“Tink’s a Disney whore,” he swore, taking a potshot at his infamous kin as I plunged the mop up and down a few times before squeezing out the excess water. “Don’t tell me you got another demon mark?”
He left my shoulder when I sent the mop across the floor, apparently finding the back-and-forth motion too much to take. “No, he owes me,” I said nervously, and Jenks’s jaw dropped. “I’m going to see if he’ll take Al’s mark off me in exchange. Or maybe Newt’s.”
Jenks hovered before me, and I straightened, tired as I leaned on the mop. His eyes were wide and incredulous. The pixy had a wife and way too many kids living in a stump in the garden. He was a family man, but he had the face and body of an eighteen-year-old. A very sexy, tiny eighteen-year-old with wings, and sparkles, and a mop of blond hair that needed arranging. His wife, Matalina, was a very happy pixy, and she dressed him in skintight outfits that were distracting despite his minute size. That he was nearing the end of his life span was killing me and Ivy both. He was more than a steadfast partner skilled in detection, infiltration, and security—he was our friend.
“You think the demon will do that?” Jenks said. “Damn, Rache. That’d be great!”
I shrugged. “It’s worth a shot, but all I did was tell him where Newt was.”
From the kitchen came Ivy’s voice raised in irritation. “It’s 1597 Oakstaff. Yes.” There was a hesitation, then, “Really? I didn’t know you kept those kinds of records. It would have been nice if someone had told us we were a paranormal city shelter. Shouldn’t we be getting a tax break or something?” Her voice had gone wary, and I wondered what was up.
Jenks lit on the edge of the bucket, wiping a spot to sit before settling himself, his dragonfly wings stilling to look like gossamer. The mop wasn’t doing it; I would have to scrub. Sighing, I dropped to my knees and felt around the bottom of the bucket for the brush.
“No, it was sanctified,” Ivy continued, her voice growing louder, clear over the hiss of the bristles. “It isn’t anymore.” A slight pause and she added. “We had an incident.” Another hesitation and she said, “We had an incident. How much to do the entire church?”
My stomach clenched when she added softly, “How much to do just the bedrooms?”
I looked at Jenks, guilt rising thick in me. Maybe we could get the city to defray the cost if we refiled as a city shelter. It wasn’t as if we could ask the landlord to fix it. Piscary owned the church, and though Ivy had dropped the facade of paying rent to the master vampire she looked to, we were responsible for the upkeep. It was like living rent free in your parents’ house when they were on an extended vacation—vacation being jail in this case, thanks to me. It was an ugly story, but at least I hadn’t killed him…uh, for good.
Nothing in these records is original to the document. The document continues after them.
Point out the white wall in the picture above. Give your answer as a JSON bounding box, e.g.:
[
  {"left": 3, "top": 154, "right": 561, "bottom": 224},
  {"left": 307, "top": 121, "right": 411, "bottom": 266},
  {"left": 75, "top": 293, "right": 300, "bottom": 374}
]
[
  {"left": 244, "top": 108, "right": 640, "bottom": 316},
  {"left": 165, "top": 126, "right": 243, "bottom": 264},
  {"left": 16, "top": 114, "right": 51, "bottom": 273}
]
Ivy’s sigh was audible over the sound of my work. “Can you get out here before tonight?” she asked, making me feel marginally better.
I didn’t hear the answer to that, but there was no more conversation forthcoming, and I focused on rubbing out the smears, moving clockwise as I went. Jenks watched for a moment from the rim of the bucket, then said, “You look like a porno star on your hands and knees, mopping in your underwear. Push it, baby,” he moaned. “Push it!”
I glanced up to find him making rude motions. Doesn’t he have anything better to do? But I knew he was trying to cheer me up—least that’s what I was telling myself.
As his wings turned red from laughter, I jerked my robe closed and sat back on my knees before I blew a shoulder-length red curl from my face. Taking a swing at his smirk would be useless—he had gotten really fast since his stint under a demon curse that made him people-size. And turning my back to him would be worse.
“Could you straighten my desk for me?” I asked, allowing a touch of annoyance into my voice. “Your cat dumped my papers.”
“You bet,” he said, zipping off. Immediately I felt my blood pressure drop.
Ivy’s soft steps intruded, and Jenks cussed fluently at her when she pulled the papers off the floor and set them on the desktop for him. Politely telling him to shove a slug up his ass, she strode past me to her piano, a spray bottle in one hand and a chamois cloth in the other.
“Someone’s coming out this morning,” she said, starting to clean Ceri’s blood from the varnished wood. Old blood didn’t flip any switches in living vamps—not like the chance to take it did. “They’re going to give us an estimate, and if our credit checks out, they’ll do the entire church. You want to pay the extra five thousand to insure it?”